We’ve also committed a significant amount of investments, because (for) our phase 3 clinical trial alone, the budget is approximately Rs 150 crore in terms of the conduct of the clinical trial (for) 25,000-26,000 subjects and all other ancillary aspects of a clinical trial of that size.
In terms of capex and opex, while we are using the existing facility now, this new facility (in Hyderabad) is also costing us anywhere between Rs 100-250 crore. I think we’re geared up to supply good quantities to the government when it is acquired.
I think, in terms of our own cold chain capacity, we have two locations in Hyderabad … which have large cold chain capacities. We’re also building a very large integrated warehouse right on our campus right now, and that is supposed to come online by mid next year, so I think we will have enough capacity in Hyderabad. We have a very similar kind of capacity in Bangalore — we have another site where we do other kinds of products over there. We also have a site in Ankleshwar in Gujarat, which is the Chiron Behring (site) that we acquired recently from GSK.
So, these are our own sites where we have very, very large capacities … in the hundreds of millions of doses in multi dose vials, we can store over there. But, eventually, these are just to hold our vaccines when we manufacture it. Our assumption is that, once the government wants to deploy it, they will ask us to deploy it directly from our site to the state that is required. That’s what we do for the national immunisation programs right now.
Does the lack of certainty on procurement impact your approach to at-risk manufacturing and the timelines you’ve set for your vaccine’s development and launch?
It absolutely does. The more positive reinforcement we get in terms of volumes and procurement commitments, the faster we can work, because that air of uncertainty can be removed. But, our teams are discussing with other countries … and there is a lot of interest from other countries to try to get Covaxin. Some countries were also talking about technology transfer and getting it manufactured locally in their respective countries, so we’re not trying to look at this purely as an India issue. Obviously, India is our home country, we will supply, but we’re also looking at other countries.
Which countries are you considering for further clinical trials and tech transfers?
In two, maybe three different countries, we are in the final stages of discussions to conduct clinical trials in those countries. The final design of those studies are in discussion right now and, once we have agreement and a commitment, I think we will announce that in the days and weeks to come.
I can’t share (those details) right now, because, the way we are progressing with this is we’re trying to be cautious, we’re trying to be safe.

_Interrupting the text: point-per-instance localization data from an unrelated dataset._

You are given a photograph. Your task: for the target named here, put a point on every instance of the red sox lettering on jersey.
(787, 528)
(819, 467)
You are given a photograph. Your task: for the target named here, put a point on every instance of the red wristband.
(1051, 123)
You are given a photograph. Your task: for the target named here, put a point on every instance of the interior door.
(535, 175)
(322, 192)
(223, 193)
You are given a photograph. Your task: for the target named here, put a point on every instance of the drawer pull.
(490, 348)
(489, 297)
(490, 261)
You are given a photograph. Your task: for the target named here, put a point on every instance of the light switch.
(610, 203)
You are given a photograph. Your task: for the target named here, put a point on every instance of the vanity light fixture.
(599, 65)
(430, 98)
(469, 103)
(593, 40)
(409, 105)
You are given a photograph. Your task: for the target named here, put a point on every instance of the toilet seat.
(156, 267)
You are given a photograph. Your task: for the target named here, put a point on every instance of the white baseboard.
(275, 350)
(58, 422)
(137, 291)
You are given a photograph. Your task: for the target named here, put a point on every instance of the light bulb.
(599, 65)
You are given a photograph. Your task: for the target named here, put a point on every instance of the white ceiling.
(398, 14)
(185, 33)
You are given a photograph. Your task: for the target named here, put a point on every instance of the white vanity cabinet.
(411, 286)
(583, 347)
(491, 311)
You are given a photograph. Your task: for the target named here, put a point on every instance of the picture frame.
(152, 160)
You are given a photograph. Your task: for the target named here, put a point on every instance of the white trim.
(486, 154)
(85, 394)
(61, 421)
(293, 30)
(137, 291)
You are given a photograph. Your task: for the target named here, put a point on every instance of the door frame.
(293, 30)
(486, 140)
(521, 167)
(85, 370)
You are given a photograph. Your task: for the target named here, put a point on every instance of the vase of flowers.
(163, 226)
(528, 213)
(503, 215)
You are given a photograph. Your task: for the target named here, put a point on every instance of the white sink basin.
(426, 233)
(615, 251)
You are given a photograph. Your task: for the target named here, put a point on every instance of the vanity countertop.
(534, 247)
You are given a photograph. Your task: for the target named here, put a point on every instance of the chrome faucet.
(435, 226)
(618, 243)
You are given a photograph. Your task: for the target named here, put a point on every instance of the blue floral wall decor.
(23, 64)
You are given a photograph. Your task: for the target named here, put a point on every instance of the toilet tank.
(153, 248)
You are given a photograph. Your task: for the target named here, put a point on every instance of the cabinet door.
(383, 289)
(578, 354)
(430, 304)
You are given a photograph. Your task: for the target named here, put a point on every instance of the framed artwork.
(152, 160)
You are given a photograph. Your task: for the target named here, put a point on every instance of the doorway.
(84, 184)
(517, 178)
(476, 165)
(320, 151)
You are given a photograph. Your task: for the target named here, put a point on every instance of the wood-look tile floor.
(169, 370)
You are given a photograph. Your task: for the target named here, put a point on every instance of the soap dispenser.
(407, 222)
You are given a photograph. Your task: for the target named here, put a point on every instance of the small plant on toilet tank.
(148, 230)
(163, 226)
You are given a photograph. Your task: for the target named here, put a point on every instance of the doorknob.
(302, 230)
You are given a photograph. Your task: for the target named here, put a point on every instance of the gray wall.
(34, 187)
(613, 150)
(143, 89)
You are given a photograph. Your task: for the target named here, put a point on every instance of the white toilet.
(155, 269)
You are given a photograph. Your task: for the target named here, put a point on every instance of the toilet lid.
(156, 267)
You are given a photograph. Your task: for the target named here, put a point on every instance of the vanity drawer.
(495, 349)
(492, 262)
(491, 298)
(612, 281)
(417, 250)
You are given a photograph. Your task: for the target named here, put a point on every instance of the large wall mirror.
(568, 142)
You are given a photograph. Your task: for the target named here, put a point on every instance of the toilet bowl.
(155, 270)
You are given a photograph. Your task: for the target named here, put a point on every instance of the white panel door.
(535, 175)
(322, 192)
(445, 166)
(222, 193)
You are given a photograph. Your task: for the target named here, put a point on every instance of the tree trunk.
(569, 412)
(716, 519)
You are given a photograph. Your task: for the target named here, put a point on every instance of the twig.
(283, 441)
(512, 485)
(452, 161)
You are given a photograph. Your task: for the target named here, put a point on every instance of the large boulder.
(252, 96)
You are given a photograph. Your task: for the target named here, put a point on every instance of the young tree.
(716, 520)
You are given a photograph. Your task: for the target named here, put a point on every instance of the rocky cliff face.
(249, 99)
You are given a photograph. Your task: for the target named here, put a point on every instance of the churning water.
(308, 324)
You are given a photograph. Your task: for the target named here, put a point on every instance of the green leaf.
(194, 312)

We’re not trying to be too bombastic in our projections and our discussions…we want to be 100 percent sure and have good, well-established relationships. It’s not our intent to just go sign up (countries).
(Those interested in) procurement (are) about 20 countries, I would say. In terms of clinical trials, I think it’s a fewer number of countries, but the main thing is, countries are looking at what the Indian NRA is doing. Many countries around the world respect the knowledge and the capabilities of the Indian NRA, especially a lot of middle-income countries.
We’ve also committed already that we will obtain WHO pre-qualification for this vaccine … so, I think governments in other parts of the world are quite happy about that.
We are an innovative company, we know we can manufacture at scale, we have other prequalified vaccines, we supply many of these vaccines to their countries — rabies or typhoid, rotavirus, polio, Japanese encephalitis, for example. So they know the facility, the company and the people behind this.